No open air tour of downtown streets for the jolly, old elf again. Telus didn’t renew its sponsorship of the Santa Claus Parade.
With great enthusiasm, Best Buy announced drone shows around Canada Place’s Christmas festival on the first Friday and Saturday of December. But producer North Star Entertainment encountered unexpected interference and kept its fleet grounded.
The PNE had sudden, second thoughts about hosting the first stop on Punjabi gangster rapper, actor and political candidate Sidhu Moosewala’s summer tour in July.

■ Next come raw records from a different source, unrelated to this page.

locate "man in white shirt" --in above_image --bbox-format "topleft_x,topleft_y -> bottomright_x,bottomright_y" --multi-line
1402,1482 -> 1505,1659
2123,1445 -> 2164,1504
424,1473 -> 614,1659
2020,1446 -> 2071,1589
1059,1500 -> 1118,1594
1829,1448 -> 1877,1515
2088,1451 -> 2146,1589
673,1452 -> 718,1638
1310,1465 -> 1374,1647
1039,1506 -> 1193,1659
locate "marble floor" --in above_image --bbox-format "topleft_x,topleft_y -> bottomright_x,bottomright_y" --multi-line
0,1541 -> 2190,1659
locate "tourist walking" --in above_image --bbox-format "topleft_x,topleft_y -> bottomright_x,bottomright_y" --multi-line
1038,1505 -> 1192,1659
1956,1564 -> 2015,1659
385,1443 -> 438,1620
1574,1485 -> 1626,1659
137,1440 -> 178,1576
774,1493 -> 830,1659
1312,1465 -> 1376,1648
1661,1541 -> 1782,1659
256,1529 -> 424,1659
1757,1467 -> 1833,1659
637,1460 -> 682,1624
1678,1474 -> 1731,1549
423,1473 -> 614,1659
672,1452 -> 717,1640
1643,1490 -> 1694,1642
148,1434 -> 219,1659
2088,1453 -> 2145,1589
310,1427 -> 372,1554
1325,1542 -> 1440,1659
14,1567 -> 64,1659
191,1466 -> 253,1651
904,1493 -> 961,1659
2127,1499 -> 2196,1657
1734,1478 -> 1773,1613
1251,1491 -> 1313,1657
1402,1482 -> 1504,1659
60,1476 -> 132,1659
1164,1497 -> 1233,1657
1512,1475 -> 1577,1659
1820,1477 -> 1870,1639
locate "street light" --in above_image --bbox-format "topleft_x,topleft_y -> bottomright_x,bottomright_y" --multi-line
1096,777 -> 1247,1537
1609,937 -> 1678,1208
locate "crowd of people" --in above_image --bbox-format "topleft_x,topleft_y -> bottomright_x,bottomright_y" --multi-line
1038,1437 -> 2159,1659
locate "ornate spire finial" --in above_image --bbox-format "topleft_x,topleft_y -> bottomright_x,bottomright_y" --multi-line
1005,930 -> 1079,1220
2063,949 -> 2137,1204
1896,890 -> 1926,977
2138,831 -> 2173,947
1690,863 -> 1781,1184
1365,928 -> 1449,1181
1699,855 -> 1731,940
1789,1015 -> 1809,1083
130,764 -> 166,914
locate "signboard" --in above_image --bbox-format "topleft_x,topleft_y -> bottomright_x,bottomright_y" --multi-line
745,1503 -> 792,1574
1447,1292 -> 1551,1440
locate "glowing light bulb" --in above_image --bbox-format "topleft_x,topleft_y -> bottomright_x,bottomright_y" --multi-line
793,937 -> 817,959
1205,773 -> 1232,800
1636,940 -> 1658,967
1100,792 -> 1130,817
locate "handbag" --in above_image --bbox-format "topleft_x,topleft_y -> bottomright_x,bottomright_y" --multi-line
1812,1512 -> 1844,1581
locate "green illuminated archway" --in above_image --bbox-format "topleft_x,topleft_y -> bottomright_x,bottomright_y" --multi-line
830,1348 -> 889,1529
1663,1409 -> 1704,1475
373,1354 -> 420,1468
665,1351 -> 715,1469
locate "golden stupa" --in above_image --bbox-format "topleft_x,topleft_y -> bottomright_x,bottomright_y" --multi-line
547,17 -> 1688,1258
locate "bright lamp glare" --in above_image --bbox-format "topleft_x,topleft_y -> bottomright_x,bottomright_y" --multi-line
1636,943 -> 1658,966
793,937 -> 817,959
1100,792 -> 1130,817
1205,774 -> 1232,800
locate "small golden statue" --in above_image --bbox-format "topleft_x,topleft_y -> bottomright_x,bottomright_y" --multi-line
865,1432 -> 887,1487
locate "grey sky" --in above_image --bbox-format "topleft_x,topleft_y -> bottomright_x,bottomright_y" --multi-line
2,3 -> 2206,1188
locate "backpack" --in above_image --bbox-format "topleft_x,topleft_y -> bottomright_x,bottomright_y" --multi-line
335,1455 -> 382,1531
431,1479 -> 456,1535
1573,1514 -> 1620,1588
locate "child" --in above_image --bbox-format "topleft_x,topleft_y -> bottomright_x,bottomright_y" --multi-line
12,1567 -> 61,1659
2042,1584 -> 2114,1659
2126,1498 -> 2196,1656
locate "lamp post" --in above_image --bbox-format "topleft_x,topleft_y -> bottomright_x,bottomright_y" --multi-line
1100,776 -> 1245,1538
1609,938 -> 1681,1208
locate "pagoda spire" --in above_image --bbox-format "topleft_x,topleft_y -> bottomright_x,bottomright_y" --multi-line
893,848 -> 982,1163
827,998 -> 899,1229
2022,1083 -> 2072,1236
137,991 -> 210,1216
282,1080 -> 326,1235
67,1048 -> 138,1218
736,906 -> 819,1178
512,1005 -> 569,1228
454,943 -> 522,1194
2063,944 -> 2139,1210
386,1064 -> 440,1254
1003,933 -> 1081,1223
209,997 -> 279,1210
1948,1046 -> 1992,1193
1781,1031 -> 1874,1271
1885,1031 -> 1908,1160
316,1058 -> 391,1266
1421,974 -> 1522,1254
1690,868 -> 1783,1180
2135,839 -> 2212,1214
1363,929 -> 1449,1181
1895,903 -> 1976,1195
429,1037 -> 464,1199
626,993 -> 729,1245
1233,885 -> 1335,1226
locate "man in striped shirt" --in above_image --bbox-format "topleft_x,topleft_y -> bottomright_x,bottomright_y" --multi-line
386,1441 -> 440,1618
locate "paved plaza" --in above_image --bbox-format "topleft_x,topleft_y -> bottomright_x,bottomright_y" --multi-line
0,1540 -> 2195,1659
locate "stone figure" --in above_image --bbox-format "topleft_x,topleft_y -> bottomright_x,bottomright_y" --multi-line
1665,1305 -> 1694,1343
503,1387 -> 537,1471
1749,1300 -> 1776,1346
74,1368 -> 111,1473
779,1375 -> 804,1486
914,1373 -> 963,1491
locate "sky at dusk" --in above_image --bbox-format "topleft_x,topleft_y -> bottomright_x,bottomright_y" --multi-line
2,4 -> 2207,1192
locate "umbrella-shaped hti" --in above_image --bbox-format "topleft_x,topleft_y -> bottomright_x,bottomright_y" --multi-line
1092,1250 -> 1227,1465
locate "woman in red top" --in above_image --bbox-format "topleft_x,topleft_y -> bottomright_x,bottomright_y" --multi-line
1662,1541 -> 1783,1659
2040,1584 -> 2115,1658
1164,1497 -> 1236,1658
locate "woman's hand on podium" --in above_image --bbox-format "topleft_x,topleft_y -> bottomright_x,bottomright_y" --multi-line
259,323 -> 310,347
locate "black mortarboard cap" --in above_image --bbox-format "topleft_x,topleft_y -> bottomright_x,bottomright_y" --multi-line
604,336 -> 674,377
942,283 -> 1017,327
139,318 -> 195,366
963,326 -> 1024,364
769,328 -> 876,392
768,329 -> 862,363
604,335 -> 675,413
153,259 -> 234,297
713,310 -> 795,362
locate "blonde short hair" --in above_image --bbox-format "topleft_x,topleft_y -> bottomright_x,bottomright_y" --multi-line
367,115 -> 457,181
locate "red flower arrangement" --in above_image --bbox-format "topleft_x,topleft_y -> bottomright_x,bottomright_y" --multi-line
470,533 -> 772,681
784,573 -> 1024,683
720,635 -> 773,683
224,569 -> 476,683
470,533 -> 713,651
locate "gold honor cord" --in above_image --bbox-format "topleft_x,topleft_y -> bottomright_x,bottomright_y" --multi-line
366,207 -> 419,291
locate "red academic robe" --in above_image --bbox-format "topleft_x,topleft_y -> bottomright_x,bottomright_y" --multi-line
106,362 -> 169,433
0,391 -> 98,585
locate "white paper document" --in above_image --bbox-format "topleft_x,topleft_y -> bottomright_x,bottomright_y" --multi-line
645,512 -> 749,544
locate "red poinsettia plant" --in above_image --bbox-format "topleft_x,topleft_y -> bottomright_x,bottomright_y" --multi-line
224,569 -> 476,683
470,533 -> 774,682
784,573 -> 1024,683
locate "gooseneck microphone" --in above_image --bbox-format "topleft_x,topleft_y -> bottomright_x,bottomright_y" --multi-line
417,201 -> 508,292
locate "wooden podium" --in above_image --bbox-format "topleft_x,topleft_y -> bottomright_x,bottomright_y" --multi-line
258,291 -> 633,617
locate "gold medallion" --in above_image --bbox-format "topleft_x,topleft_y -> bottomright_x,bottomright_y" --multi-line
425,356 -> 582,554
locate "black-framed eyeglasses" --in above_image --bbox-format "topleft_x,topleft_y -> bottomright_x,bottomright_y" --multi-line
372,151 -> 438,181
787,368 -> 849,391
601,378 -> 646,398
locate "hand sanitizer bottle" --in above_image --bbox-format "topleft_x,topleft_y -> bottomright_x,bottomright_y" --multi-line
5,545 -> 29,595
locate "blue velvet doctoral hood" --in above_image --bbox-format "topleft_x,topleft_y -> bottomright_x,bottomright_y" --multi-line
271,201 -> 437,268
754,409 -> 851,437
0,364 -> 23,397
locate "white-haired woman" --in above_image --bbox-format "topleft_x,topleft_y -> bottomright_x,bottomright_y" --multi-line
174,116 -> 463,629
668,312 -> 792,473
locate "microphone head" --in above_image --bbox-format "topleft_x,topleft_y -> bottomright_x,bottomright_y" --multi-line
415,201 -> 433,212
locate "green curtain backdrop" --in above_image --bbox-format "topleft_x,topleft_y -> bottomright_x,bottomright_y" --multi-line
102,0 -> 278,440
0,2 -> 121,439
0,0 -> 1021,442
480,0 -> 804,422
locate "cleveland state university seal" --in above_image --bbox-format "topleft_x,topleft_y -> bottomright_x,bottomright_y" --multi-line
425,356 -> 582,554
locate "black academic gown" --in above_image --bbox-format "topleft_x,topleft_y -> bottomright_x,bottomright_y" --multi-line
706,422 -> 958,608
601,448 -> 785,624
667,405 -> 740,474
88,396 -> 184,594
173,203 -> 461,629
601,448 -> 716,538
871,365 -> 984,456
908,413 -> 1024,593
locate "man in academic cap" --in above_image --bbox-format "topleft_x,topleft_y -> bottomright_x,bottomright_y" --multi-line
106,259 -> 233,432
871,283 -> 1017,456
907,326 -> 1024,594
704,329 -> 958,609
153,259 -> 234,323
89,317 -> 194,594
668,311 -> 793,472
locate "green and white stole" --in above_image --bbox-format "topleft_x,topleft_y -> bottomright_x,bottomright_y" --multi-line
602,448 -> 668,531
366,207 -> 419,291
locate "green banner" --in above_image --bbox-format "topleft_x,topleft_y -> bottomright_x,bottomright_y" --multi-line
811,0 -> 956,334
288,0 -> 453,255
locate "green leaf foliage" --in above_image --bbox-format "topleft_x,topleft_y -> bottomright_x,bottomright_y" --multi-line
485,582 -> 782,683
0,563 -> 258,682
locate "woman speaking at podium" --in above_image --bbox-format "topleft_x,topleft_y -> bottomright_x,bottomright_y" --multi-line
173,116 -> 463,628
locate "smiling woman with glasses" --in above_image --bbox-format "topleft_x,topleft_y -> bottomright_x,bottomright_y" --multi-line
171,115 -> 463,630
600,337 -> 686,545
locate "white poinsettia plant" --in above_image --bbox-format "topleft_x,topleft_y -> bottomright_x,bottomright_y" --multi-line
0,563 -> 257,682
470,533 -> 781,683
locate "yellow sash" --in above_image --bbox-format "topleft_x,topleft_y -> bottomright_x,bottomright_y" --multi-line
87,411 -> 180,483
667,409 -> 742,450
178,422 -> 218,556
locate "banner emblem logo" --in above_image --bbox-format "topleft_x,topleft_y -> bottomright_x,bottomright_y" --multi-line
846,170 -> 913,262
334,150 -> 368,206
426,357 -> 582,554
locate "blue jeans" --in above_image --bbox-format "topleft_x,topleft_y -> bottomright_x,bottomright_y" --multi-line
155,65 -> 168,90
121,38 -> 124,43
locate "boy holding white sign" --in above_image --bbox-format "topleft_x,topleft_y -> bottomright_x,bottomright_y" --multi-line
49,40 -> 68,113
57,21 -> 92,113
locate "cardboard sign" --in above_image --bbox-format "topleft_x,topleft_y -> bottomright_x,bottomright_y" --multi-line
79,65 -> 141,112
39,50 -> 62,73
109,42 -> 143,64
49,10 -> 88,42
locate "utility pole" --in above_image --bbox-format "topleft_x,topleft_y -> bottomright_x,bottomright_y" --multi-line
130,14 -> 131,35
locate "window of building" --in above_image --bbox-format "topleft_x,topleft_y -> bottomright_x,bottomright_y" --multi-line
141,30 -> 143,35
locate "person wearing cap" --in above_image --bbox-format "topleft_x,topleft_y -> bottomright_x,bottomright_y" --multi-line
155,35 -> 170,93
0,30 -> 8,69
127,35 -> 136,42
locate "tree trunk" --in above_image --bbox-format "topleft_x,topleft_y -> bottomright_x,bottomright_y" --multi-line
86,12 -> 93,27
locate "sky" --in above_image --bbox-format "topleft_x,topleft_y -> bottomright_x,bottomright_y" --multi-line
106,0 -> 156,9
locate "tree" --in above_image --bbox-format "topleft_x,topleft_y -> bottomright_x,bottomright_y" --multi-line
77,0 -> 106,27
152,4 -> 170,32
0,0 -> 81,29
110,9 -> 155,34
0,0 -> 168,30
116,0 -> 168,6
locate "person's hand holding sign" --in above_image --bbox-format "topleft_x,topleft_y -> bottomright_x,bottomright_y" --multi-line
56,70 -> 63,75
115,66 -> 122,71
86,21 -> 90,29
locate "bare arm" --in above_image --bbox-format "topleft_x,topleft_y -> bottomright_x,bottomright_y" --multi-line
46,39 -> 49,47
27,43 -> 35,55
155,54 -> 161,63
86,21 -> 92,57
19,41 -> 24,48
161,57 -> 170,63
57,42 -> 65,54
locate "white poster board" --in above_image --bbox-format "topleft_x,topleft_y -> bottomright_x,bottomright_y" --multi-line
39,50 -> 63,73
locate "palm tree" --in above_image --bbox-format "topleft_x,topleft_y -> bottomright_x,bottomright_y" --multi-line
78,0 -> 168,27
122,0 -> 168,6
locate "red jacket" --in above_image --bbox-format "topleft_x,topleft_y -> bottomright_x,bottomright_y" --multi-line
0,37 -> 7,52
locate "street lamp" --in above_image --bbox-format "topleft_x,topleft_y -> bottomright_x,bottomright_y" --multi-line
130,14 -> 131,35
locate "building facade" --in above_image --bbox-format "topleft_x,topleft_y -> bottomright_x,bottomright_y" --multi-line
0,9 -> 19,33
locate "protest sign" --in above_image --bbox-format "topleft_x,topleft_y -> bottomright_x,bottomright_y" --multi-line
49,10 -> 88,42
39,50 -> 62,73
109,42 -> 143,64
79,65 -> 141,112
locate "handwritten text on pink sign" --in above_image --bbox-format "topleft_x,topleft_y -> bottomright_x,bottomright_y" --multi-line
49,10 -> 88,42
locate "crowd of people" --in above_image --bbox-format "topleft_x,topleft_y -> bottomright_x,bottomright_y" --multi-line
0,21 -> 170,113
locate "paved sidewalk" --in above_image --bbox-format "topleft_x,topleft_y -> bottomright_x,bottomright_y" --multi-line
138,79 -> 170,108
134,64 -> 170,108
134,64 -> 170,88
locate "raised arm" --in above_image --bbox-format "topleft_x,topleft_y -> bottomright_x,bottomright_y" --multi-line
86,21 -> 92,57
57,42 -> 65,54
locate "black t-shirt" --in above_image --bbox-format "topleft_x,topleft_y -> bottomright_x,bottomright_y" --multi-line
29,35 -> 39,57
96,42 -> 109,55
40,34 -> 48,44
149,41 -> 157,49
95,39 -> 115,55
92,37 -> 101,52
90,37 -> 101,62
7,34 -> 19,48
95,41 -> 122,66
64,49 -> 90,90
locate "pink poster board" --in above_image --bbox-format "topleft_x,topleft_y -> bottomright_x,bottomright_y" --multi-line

On May 27, it announced ticket sales would be delayed while it consulted the Vancouver Police Department. Just two days later, the 28-year-old, who had lived in the Toronto area, was shot to death in India. He lost police protection the previous day.
Police in India investigated allegations that a Canadian gangster was behind the killing.
Rapper Lil Baby, the Breakout Festival’s headliner, didn’t take the PNE Amphitheatre stage Sept. 19, due to an alleged illness. Hundreds of the 5,200 attendees were so disappointed, they rioted. Vending kiosks and equipment were destroyed and violence spilled over into area neighbourhoods. Vancouver Police are investigating dozens of males captured on mobile phone footage during the melee.
Luxury ships keep cruising
When American lawmakers closed a loophole that required cruise ships on the Alaska run to stop in a Canadian port, B.C.’s tourism industry feared it was the beginning of the end.
Instead, Vancouver saw a record 307 cruise ship visits in 2022, up 6% from 2019. The season ran from April 10 (Holland America Koningsdam arrival) to Nov. 2 (Crown Princess departure).
The 815,000 passenger visits was below the 1.1 million pre-pandemic figure, but Port of Vancouver hopes the forecast 334 ship visits in 2023 will bring a record 1.3 million passenger visits.